К Сорокину стали подходить командиры полков, докладывать о численности. Отставших не было, все отставшие подтянулись.
Вот только разведка пока не вернулась.
Прошли пятнадцать минут, но громоздкая длинная сопка была по-прежнему тиха и уныла.
— Ну все! — решительно произнес атаман, взялся за повод коня — гнедого жеребца, сунул ему в мягкие губы кусок сахара. — Мне нужны три казака посообразительнее, три — этого хватит. Еще со мной поедет адъютант и... и все.
— Погодите немного, ваше высокопревосходительство, — попросил Сорокин, — разведка сейчас вернется. Видать, у нее сложности какие-то, раз она не вернулась до сих пор. Может, наткнулась на кого-то?

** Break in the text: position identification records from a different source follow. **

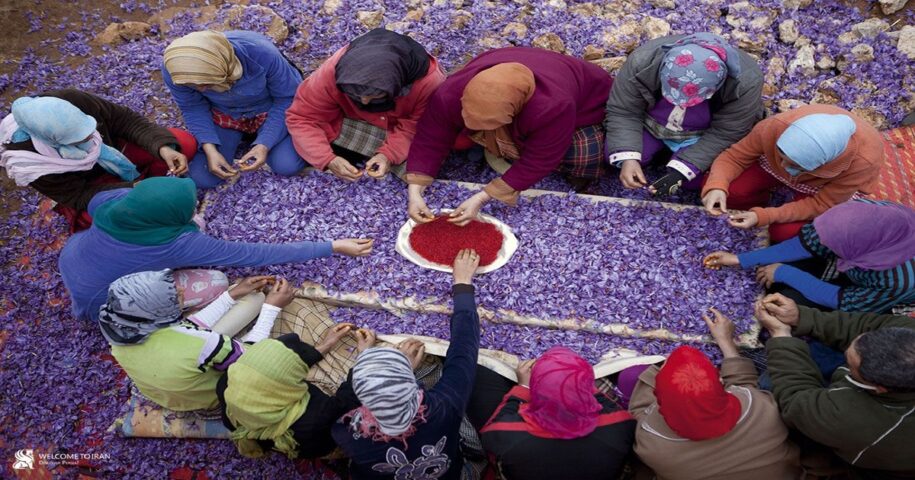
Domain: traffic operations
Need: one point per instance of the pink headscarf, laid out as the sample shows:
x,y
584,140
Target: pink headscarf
x,y
868,235
562,395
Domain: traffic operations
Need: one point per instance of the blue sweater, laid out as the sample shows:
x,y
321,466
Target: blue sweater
x,y
433,448
92,259
872,291
267,84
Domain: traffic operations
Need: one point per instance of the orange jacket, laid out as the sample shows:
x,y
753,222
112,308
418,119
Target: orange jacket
x,y
855,170
316,115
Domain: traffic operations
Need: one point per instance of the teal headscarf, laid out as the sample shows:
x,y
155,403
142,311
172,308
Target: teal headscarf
x,y
155,212
814,140
62,126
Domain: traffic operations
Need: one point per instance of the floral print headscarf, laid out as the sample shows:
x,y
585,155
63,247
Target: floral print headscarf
x,y
695,67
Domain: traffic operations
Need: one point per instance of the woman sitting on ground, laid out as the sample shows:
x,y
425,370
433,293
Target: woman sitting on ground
x,y
229,85
873,242
268,405
150,227
553,423
401,428
539,109
363,103
692,427
823,153
172,361
69,145
692,95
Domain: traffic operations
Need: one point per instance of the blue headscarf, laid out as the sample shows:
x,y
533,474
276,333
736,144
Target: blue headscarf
x,y
65,128
814,140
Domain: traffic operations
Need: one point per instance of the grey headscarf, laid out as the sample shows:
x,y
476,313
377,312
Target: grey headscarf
x,y
138,305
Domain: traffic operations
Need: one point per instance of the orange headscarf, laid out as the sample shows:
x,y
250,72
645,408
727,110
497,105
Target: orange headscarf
x,y
491,100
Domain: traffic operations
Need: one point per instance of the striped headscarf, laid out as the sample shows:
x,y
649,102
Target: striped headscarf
x,y
203,58
138,305
384,382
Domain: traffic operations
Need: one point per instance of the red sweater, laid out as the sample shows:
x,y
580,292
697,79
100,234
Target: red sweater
x,y
316,115
570,93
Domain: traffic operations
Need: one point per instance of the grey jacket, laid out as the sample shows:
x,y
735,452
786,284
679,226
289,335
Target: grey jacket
x,y
735,107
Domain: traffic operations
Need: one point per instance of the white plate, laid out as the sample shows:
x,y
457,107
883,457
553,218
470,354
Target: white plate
x,y
509,245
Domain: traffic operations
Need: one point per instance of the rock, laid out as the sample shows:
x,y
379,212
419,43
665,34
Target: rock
x,y
795,4
277,29
803,61
890,7
669,4
789,104
655,27
906,42
370,18
611,65
517,29
549,41
460,19
870,28
787,31
625,38
593,52
117,33
875,118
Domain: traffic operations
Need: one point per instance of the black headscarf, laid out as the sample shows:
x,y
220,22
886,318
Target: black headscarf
x,y
380,62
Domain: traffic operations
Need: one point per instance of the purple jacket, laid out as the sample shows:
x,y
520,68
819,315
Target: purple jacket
x,y
570,93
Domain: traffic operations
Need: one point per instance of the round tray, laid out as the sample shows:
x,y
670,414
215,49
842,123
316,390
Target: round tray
x,y
509,245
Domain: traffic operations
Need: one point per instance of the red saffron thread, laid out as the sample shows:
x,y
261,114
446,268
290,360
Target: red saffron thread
x,y
439,241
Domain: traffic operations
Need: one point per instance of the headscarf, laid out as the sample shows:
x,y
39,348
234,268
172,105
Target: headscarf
x,y
138,305
383,381
562,395
265,395
691,398
155,212
64,138
490,102
203,58
872,236
814,140
380,62
695,67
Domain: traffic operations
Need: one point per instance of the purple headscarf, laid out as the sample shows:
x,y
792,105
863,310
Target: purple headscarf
x,y
869,235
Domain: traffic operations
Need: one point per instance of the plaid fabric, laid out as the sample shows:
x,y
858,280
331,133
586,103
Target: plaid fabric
x,y
360,137
585,158
246,125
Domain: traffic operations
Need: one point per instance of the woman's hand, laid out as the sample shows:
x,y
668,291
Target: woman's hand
x,y
342,169
281,294
365,339
414,350
631,174
250,284
217,164
353,247
745,220
524,372
333,336
469,210
255,157
716,197
378,166
176,161
416,207
716,260
766,275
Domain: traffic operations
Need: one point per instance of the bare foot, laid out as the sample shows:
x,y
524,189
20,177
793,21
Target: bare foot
x,y
465,265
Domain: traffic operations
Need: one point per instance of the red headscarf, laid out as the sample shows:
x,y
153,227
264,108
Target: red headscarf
x,y
562,395
691,398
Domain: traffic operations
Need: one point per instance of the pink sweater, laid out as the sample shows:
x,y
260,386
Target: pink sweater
x,y
316,115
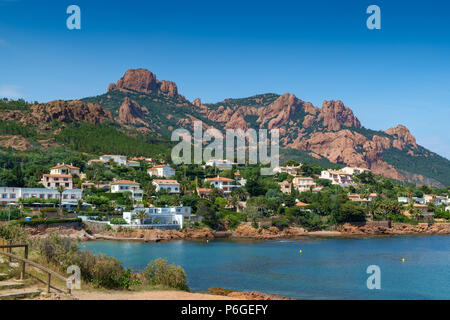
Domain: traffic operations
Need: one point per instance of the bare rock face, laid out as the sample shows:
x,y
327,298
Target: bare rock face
x,y
282,110
142,80
402,137
67,111
130,112
335,115
197,102
169,88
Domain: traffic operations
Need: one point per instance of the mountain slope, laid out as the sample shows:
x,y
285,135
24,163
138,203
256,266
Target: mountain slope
x,y
139,105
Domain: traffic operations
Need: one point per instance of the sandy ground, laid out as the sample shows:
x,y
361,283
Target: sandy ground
x,y
148,295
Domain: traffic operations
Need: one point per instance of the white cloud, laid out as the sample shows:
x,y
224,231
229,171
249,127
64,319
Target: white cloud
x,y
10,91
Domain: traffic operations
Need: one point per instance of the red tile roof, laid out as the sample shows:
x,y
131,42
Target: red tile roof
x,y
58,175
173,182
124,182
219,179
301,204
65,165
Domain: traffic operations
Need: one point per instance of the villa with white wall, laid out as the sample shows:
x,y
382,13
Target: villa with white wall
x,y
224,184
162,171
171,186
159,217
9,195
120,186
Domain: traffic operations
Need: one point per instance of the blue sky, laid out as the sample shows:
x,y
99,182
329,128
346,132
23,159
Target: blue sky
x,y
318,50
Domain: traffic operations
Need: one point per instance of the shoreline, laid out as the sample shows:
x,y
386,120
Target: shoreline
x,y
244,232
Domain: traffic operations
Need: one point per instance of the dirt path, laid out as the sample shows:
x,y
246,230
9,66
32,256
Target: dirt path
x,y
148,295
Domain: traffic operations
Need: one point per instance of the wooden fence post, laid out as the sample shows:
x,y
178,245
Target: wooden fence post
x,y
48,284
9,250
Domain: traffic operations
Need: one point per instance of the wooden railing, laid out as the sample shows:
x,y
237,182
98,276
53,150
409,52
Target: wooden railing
x,y
6,250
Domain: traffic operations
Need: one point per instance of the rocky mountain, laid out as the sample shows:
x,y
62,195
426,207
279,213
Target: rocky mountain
x,y
331,133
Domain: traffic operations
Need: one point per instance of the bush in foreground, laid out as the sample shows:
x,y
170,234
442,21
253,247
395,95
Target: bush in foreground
x,y
158,272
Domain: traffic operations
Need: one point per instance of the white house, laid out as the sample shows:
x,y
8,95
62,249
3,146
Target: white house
x,y
172,186
221,164
53,181
292,170
133,163
303,183
403,199
159,217
162,171
224,184
12,195
337,177
127,185
65,169
354,170
120,160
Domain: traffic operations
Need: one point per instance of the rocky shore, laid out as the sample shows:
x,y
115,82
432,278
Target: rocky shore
x,y
244,231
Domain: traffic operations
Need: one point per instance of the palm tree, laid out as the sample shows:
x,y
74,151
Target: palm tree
x,y
60,190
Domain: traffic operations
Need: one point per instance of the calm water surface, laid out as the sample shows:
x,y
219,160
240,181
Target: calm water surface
x,y
325,269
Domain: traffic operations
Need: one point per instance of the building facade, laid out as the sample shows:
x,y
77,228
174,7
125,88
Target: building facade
x,y
159,217
162,171
120,186
53,181
224,184
171,186
65,169
9,195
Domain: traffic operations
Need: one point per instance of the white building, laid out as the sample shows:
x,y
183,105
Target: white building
x,y
354,170
337,177
403,199
120,160
65,169
292,170
53,181
120,186
133,163
12,195
172,186
224,184
159,217
162,171
221,164
303,183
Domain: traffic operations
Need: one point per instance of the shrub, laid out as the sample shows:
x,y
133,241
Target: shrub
x,y
280,223
158,272
14,232
12,214
118,221
100,270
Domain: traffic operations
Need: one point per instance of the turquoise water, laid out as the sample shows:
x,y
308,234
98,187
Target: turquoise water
x,y
326,269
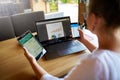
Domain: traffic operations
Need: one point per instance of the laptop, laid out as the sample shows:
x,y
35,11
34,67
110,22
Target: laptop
x,y
56,37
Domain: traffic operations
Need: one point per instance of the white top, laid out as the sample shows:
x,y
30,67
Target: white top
x,y
100,65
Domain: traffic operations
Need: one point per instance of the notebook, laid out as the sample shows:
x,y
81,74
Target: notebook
x,y
56,37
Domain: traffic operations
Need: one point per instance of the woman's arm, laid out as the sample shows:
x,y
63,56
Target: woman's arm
x,y
87,43
39,71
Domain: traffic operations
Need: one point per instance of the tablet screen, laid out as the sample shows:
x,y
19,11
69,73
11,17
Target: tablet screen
x,y
31,44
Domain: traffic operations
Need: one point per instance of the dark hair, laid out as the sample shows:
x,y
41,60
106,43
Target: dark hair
x,y
109,10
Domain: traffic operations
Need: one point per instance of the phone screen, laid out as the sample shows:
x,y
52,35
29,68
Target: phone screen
x,y
31,44
74,28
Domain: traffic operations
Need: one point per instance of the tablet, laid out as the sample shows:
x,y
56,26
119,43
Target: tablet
x,y
28,41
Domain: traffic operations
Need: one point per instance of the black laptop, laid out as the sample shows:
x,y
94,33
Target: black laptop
x,y
56,37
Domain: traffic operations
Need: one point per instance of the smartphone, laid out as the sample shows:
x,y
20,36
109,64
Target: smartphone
x,y
34,47
75,27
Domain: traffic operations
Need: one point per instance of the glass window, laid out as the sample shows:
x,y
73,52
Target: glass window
x,y
52,8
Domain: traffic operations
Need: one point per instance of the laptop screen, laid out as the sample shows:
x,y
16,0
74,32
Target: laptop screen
x,y
56,29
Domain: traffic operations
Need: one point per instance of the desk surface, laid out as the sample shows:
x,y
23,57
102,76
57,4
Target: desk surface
x,y
15,66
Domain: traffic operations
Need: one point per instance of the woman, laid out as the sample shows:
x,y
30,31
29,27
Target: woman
x,y
103,64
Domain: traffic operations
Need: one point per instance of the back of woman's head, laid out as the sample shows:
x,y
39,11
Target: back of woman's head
x,y
109,10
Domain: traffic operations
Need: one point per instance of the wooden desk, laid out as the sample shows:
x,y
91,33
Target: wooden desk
x,y
15,66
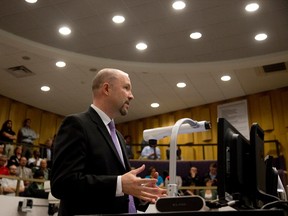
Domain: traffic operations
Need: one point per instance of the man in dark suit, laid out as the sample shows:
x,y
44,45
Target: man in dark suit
x,y
88,174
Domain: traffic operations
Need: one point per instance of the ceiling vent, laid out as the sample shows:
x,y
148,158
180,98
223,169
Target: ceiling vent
x,y
274,67
20,71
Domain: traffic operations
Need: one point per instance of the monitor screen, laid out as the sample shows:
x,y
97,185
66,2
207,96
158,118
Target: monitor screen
x,y
234,161
243,172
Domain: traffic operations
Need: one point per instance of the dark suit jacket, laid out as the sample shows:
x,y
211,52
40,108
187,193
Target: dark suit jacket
x,y
85,167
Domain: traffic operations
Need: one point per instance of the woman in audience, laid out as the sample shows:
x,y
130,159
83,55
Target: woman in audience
x,y
192,179
7,136
153,174
14,159
36,189
208,193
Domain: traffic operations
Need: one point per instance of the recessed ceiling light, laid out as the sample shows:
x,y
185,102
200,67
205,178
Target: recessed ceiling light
x,y
181,85
60,64
141,46
45,88
261,37
252,7
64,30
31,1
179,5
118,19
195,35
225,78
26,58
154,105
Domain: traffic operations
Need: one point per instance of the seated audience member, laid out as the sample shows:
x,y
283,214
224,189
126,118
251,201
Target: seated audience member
x,y
178,181
178,153
212,174
35,160
44,168
129,151
192,179
152,173
2,149
3,165
47,154
15,158
27,135
151,152
208,193
10,185
8,136
23,171
36,189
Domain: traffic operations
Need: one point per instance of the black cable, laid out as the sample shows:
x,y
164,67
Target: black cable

Атаман, дав коню кусок сахара, нервно заходил по запыленной до мазутной сизи травяной площадке, примыкающей к тракту: он понимал, что, вполне возможно, с одной из ближайших сопок за ними наблюдают, а раз так, то всякая задержка обязательно вызовет подозрение, если уже не вызвала, и это рождало в атамане раздражение, некий внутренний холод, который мешал ему сосредоточиться. Из-под ног во все стороны стреляли мелкие шустрые козявки, распылялись, брызгали, и чем больше атаман мерял нервными шагами пятачок, тем больше козявок было. Время, казалось, обрело плоть — тяжелую, тревожную, загустевшую, как незнакомое химическое вещество, — и было набито этими козявками, словно навоз. Тьфу!